To this point, all `torch`

use instances we’ve mentioned right here have been in deep studying. Nonetheless, its computerized differentiation characteristic is helpful in different areas. One outstanding instance is numerical optimization: We will use `torch`

to search out the minimal of a perform.

In reality, perform minimization is *precisely* what occurs in coaching a neural community. However there, the perform in query usually is much too advanced to even think about discovering its minima analytically. Numerical optimization goals at build up the instruments to deal with simply this complexity. To that finish, nonetheless, it begins from features which are far much less deeply composed. As an alternative, they’re hand-crafted to pose particular challenges.

This submit is a primary introduction to numerical optimization with `torch`

. Central takeaways are the existence and usefulness of its L-BFGS optimizer, in addition to the affect of operating L-BFGS with line search. As a enjoyable add-on, we present an instance of constrained optimization, the place a constraint is enforced by way of a quadratic penalty perform.

To heat up, we take a detour, minimizing a perform “ourselves” utilizing nothing however tensors. This may grow to be related later, although, as the general course of will nonetheless be the identical. All modifications will likely be associated to integration of `optimizer`

s and their capabilities.

## Operate minimization, DYI method

To see how we will reduce a perform “by hand”, let’s attempt the long-lasting Rosenbrock function. This can be a perform with two variables:

[

f(x_1, x_2) = (a – x_1)^2 + b * (x_2 – x_1^2)^2

]

, with (a) and (b) configurable parameters usually set to 1 and 5, respectively.

In R:

Its minimal is positioned at (1,1), inside a slender valley surrounded by breakneck-steep cliffs:

Our purpose and technique are as follows.
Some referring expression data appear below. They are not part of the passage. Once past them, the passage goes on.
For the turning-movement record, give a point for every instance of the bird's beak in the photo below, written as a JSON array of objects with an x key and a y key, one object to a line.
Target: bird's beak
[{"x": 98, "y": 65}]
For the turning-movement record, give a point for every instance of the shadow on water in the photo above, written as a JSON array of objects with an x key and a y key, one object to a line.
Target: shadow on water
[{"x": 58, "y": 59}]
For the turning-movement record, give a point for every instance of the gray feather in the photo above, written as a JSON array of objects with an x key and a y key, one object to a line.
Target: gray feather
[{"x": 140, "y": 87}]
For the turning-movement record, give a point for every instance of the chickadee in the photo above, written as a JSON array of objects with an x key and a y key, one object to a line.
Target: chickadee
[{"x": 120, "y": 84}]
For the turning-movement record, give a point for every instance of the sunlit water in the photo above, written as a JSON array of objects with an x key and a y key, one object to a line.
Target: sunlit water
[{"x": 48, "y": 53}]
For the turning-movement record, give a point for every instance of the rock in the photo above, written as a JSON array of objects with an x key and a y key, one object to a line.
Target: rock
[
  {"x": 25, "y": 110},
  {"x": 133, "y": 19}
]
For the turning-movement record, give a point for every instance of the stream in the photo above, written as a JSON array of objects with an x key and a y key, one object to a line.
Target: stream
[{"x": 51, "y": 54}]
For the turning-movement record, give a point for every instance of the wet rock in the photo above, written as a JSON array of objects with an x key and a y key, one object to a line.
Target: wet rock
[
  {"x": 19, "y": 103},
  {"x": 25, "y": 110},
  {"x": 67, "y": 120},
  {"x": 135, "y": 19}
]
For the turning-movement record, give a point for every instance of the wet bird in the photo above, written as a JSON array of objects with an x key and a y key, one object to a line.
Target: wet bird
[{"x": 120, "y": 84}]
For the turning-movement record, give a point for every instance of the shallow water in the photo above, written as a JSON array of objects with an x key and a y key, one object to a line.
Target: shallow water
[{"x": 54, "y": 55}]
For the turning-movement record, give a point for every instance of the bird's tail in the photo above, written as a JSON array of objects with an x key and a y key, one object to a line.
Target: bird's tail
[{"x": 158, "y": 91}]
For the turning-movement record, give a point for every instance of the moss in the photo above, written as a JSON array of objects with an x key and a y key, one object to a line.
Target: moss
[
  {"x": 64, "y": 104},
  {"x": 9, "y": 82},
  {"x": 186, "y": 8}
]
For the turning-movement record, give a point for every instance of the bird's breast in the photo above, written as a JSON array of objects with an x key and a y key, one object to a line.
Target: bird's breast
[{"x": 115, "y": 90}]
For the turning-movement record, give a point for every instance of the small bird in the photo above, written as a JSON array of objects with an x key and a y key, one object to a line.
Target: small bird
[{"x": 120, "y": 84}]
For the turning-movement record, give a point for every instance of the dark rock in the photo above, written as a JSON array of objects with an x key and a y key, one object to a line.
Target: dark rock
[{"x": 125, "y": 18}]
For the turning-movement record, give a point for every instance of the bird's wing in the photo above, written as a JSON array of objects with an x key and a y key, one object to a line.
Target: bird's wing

We wish to discover the values (x_1) and (x_2) for which the perform attains its minimal. We have now to start out someplace; and from wherever that will get us on the graph we observe the damaging of the gradient “downwards”, descending into areas of consecutively smaller perform worth.

Concretely, in each iteration, we take the present ((x1,x2)) level, compute the perform worth in addition to the gradient, and subtract some fraction of the latter to reach at a brand new ((x1,x2)) candidate. This course of goes on till we both attain the minimal – the gradient is zero – or enchancment is beneath a selected threshold.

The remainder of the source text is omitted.